Historically low king salmon numbers prompted strict management strategies for a range of local fisheries near Haines and Skagway this year. Sport fishing for Chinook is nearly non-existent in the Upper Lynn Canal in 2017. There is only one spot in the area where anglers are allowed to keep their kings.
Starting Saturday, Skagway’s Pullen Creek and pond are open to sport fishing for king salmon.
“It’s obviously in high contrast to the regulations in Lynn Canal and other areas of Southeast for our wild system,” says Brian Elliot. He’s a Chinook stock assessment biologist for the Alaska Department of Fish and Game in Haines.
“So it may seem weird that we’re liberalizing the fresh waters of Pullen but those fish are hatchery produced and they’re available for anglers to catch them and release or keep them, whatever they want to do,” says Elliot.
That’s the big difference here. The kings returning to Pullen Creek and pond are hatchery produced, not wild stock.
“The run is not natural to Pullen Creek,” says Elliot. “Chinook require certain flows and substrates for spawning success which are simply not in that drainage. In years past when we have reached our brood stock collection goals, we’ve opened up the fresh water to allow anglers to catch the remaining fish that are just milling around.”
Fish and Game used to manage hatchery-produced Chinook in Skagway. They stopped managing the brook stock a couple years ago.
But, fish from the project are still returning to the area.
“What we’re seeing returning to Pullen Creek this year and Taiya Inlet are four-year-olds from our last release, which was in 2015, we released 229,000 smolt that year,” says Elliot. “So we’re going to see two-ocean fish, or four-year-olds returning this year. And three-ocean, or five-year-olds, returning in 2018 and that will pretty much be the end of that run.”
Chilkat kings are a big concern this year. The fish are facing about a 10-year downward trend. And the 2017 forecast is pretty dismal. It’s the lowest prediction in over 25 years.

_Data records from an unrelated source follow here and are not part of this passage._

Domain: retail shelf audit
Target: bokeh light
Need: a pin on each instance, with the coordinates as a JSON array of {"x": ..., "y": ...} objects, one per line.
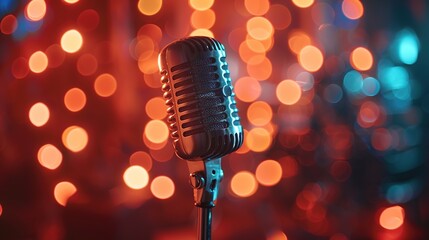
[
  {"x": 392, "y": 217},
  {"x": 269, "y": 172},
  {"x": 136, "y": 177},
  {"x": 75, "y": 138},
  {"x": 49, "y": 156},
  {"x": 244, "y": 184},
  {"x": 162, "y": 187},
  {"x": 71, "y": 41},
  {"x": 63, "y": 191},
  {"x": 39, "y": 114}
]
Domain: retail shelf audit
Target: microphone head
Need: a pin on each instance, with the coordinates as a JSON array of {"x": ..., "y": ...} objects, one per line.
[{"x": 202, "y": 113}]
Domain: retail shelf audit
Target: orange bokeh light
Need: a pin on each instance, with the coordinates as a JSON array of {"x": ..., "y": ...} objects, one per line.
[
  {"x": 361, "y": 59},
  {"x": 71, "y": 41},
  {"x": 392, "y": 217},
  {"x": 35, "y": 10},
  {"x": 156, "y": 131},
  {"x": 39, "y": 114},
  {"x": 74, "y": 138},
  {"x": 156, "y": 108},
  {"x": 63, "y": 191},
  {"x": 203, "y": 19},
  {"x": 105, "y": 85},
  {"x": 162, "y": 187},
  {"x": 149, "y": 7},
  {"x": 136, "y": 177},
  {"x": 74, "y": 99},
  {"x": 288, "y": 92},
  {"x": 244, "y": 184},
  {"x": 259, "y": 28},
  {"x": 310, "y": 58},
  {"x": 259, "y": 113},
  {"x": 269, "y": 172},
  {"x": 38, "y": 62},
  {"x": 352, "y": 9},
  {"x": 49, "y": 156}
]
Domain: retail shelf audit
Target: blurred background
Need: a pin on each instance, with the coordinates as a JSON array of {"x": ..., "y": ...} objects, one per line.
[{"x": 332, "y": 95}]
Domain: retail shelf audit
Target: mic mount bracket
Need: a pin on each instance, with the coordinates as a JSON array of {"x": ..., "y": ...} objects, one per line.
[{"x": 205, "y": 177}]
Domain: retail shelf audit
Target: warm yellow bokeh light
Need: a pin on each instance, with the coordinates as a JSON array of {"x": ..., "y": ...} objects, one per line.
[
  {"x": 259, "y": 113},
  {"x": 63, "y": 191},
  {"x": 269, "y": 173},
  {"x": 352, "y": 9},
  {"x": 310, "y": 58},
  {"x": 303, "y": 3},
  {"x": 149, "y": 7},
  {"x": 203, "y": 19},
  {"x": 156, "y": 131},
  {"x": 136, "y": 177},
  {"x": 74, "y": 99},
  {"x": 156, "y": 108},
  {"x": 258, "y": 139},
  {"x": 259, "y": 28},
  {"x": 361, "y": 59},
  {"x": 201, "y": 5},
  {"x": 162, "y": 187},
  {"x": 39, "y": 114},
  {"x": 202, "y": 32},
  {"x": 105, "y": 85},
  {"x": 36, "y": 10},
  {"x": 49, "y": 156},
  {"x": 288, "y": 92},
  {"x": 38, "y": 62},
  {"x": 392, "y": 217},
  {"x": 74, "y": 138},
  {"x": 244, "y": 184},
  {"x": 71, "y": 41}
]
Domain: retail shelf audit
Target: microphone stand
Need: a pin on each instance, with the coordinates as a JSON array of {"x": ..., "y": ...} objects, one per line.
[{"x": 205, "y": 177}]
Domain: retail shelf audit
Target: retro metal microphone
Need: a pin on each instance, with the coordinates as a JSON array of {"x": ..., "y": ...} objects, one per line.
[{"x": 203, "y": 116}]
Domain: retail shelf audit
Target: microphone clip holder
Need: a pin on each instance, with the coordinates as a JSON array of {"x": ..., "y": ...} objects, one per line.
[{"x": 205, "y": 177}]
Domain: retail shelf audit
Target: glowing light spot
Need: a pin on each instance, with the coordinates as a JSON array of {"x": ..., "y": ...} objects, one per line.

An effort to conserve Chinook has led to delays on the local subsistence fishery, extra regulations on the commercial fleet, and a near closure of sport fishing for kings near Haines and Skagway.
But Elliot says research has shown Chilkat kings are not at risk of being caught in Pullen Creek or pond.

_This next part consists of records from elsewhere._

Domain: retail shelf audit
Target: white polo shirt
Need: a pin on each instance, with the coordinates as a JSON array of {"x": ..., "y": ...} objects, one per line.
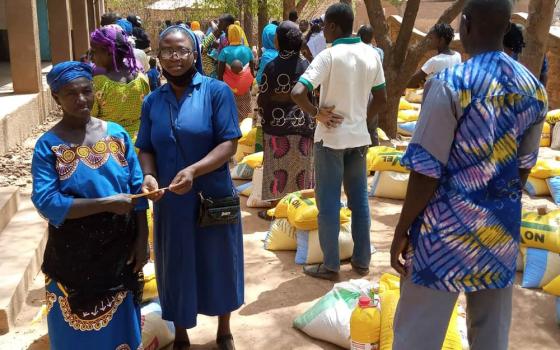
[{"x": 347, "y": 72}]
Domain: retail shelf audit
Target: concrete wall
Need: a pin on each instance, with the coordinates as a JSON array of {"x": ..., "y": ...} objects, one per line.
[{"x": 3, "y": 24}]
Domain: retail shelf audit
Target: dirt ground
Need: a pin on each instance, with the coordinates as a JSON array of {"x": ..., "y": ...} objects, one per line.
[{"x": 277, "y": 291}]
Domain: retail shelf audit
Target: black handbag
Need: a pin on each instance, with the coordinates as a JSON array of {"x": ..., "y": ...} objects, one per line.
[
  {"x": 212, "y": 211},
  {"x": 218, "y": 211}
]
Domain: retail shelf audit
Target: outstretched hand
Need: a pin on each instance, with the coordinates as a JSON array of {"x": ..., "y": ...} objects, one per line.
[{"x": 183, "y": 182}]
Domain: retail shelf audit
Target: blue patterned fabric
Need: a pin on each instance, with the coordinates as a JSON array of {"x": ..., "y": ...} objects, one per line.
[
  {"x": 111, "y": 323},
  {"x": 480, "y": 122},
  {"x": 62, "y": 172}
]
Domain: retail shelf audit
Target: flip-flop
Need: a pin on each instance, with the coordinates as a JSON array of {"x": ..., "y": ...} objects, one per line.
[
  {"x": 181, "y": 345},
  {"x": 225, "y": 342}
]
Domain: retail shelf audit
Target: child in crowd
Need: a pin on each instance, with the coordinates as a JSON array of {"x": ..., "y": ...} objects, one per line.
[{"x": 440, "y": 37}]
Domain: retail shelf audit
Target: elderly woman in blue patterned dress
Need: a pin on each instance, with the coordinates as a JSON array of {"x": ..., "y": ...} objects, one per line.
[{"x": 84, "y": 172}]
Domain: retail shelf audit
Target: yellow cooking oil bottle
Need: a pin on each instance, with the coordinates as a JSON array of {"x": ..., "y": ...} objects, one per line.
[{"x": 365, "y": 325}]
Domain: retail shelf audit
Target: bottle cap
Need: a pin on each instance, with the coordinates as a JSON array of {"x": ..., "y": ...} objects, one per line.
[{"x": 364, "y": 302}]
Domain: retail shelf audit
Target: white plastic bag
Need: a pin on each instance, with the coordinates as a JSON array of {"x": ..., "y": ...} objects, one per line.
[
  {"x": 156, "y": 332},
  {"x": 329, "y": 318}
]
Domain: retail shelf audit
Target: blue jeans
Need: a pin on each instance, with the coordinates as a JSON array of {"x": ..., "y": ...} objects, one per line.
[{"x": 332, "y": 169}]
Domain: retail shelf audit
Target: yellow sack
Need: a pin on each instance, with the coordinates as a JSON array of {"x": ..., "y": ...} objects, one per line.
[
  {"x": 281, "y": 210},
  {"x": 385, "y": 159},
  {"x": 150, "y": 284},
  {"x": 246, "y": 125},
  {"x": 250, "y": 139},
  {"x": 414, "y": 95},
  {"x": 546, "y": 135},
  {"x": 553, "y": 287},
  {"x": 537, "y": 187},
  {"x": 408, "y": 116},
  {"x": 382, "y": 135},
  {"x": 281, "y": 236},
  {"x": 373, "y": 153},
  {"x": 303, "y": 213},
  {"x": 389, "y": 184},
  {"x": 253, "y": 160},
  {"x": 553, "y": 117},
  {"x": 243, "y": 151},
  {"x": 404, "y": 105},
  {"x": 541, "y": 231},
  {"x": 389, "y": 282},
  {"x": 546, "y": 168},
  {"x": 389, "y": 301}
]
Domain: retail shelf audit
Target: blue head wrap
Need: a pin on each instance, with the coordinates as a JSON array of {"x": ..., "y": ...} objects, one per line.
[
  {"x": 125, "y": 25},
  {"x": 183, "y": 28},
  {"x": 64, "y": 72}
]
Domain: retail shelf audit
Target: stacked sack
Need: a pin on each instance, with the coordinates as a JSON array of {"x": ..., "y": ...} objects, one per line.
[
  {"x": 544, "y": 179},
  {"x": 295, "y": 228},
  {"x": 407, "y": 116},
  {"x": 391, "y": 178},
  {"x": 551, "y": 132},
  {"x": 251, "y": 166},
  {"x": 540, "y": 246},
  {"x": 329, "y": 318}
]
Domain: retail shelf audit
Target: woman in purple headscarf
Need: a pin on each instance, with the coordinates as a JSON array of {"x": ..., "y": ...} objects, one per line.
[
  {"x": 119, "y": 92},
  {"x": 84, "y": 172}
]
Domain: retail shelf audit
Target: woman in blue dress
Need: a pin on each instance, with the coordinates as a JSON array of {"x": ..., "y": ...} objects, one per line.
[
  {"x": 188, "y": 133},
  {"x": 84, "y": 172}
]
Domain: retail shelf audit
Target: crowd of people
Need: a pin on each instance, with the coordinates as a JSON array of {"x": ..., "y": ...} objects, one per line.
[{"x": 126, "y": 138}]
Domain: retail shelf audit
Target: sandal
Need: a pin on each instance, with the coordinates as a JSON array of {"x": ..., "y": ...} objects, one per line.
[
  {"x": 320, "y": 271},
  {"x": 225, "y": 342},
  {"x": 264, "y": 215},
  {"x": 181, "y": 345}
]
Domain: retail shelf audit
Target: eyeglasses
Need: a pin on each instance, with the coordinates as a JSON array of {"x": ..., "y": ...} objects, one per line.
[{"x": 168, "y": 52}]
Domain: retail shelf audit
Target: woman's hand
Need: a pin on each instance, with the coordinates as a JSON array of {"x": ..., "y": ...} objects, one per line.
[
  {"x": 183, "y": 181},
  {"x": 120, "y": 204},
  {"x": 150, "y": 185}
]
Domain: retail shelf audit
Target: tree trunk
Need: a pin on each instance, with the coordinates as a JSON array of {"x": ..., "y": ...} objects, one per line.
[
  {"x": 536, "y": 38},
  {"x": 248, "y": 20},
  {"x": 263, "y": 18},
  {"x": 287, "y": 6},
  {"x": 401, "y": 60}
]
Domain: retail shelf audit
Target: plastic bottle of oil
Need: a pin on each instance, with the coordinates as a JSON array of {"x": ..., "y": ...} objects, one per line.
[{"x": 365, "y": 326}]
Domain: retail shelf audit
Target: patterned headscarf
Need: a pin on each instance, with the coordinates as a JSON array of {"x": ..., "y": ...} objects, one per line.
[
  {"x": 115, "y": 40},
  {"x": 195, "y": 25},
  {"x": 125, "y": 25},
  {"x": 236, "y": 35},
  {"x": 64, "y": 72},
  {"x": 196, "y": 44}
]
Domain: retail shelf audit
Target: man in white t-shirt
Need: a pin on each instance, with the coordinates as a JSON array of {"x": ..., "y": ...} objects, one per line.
[
  {"x": 347, "y": 73},
  {"x": 440, "y": 37}
]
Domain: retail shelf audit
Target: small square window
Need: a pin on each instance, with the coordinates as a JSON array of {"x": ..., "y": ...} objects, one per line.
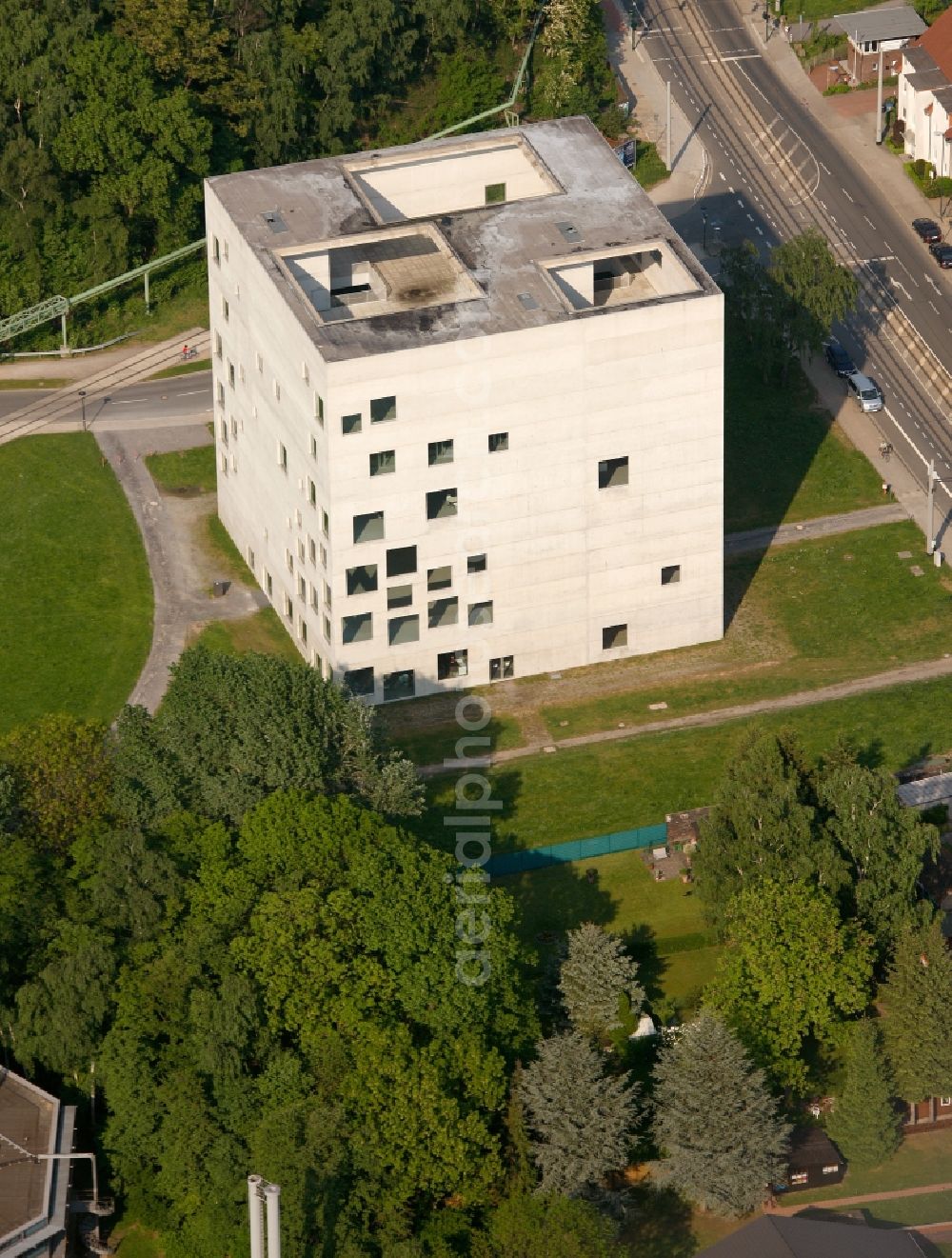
[
  {"x": 441, "y": 451},
  {"x": 383, "y": 463},
  {"x": 400, "y": 596},
  {"x": 357, "y": 628},
  {"x": 612, "y": 473},
  {"x": 614, "y": 635},
  {"x": 451, "y": 663},
  {"x": 370, "y": 528},
  {"x": 402, "y": 560},
  {"x": 359, "y": 681},
  {"x": 443, "y": 611},
  {"x": 442, "y": 504},
  {"x": 403, "y": 629},
  {"x": 400, "y": 686},
  {"x": 363, "y": 580},
  {"x": 383, "y": 409}
]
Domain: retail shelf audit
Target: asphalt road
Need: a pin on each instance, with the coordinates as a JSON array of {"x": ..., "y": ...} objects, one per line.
[
  {"x": 153, "y": 402},
  {"x": 775, "y": 172}
]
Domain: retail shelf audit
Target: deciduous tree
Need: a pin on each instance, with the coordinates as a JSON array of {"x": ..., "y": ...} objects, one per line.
[{"x": 721, "y": 1137}]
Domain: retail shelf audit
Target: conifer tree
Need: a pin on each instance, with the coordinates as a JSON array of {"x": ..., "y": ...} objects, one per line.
[
  {"x": 581, "y": 1119},
  {"x": 864, "y": 1122},
  {"x": 714, "y": 1120},
  {"x": 595, "y": 976},
  {"x": 917, "y": 1028}
]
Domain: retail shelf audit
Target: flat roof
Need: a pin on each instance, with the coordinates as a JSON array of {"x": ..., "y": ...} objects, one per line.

“We feel very confident that there will be no incidental take of Chilkat wild fish,” says Elliot.
Just how many fish will be available for anglers in Skagway? According to Elliot, it’s hard to say. Fish and Game doesn’t research the run like it used to.
“In years past, when we were operating the weir in Pullen Creek, it was much easier to quantify the return,” says Elliot. “And we also ran a creel program to interview sport charter people on their catches and we got to sample their catch throughout the year. The weir project was discontinued after 2013. And this year we’re not conducting the creel survey in Taiya Inlet at the Skagway dock. So we do not have a good feel for the abundance returning this year.”
Elliot says irregular returns are part of what led to the discontinuation of the hatchery project.
“It’s not predictable,” says Elliot. “Our returns to that system have been highly variable through the years, throughout our project over there. And that’s one of the reasons that the project is no more. Because we just had these gaps in our ability to collect gametes. So that really hurts the returns year after year.”
The bag and possession limit is four king salmon of any size. Sport fishermen have to purchase a king salmon stamp in addition to a sport fishing license. The fresh water is open for fishing through September 14. Salt waters near Haines and Skagway are closed to Chinook retention for sport fishermen through the end of the year.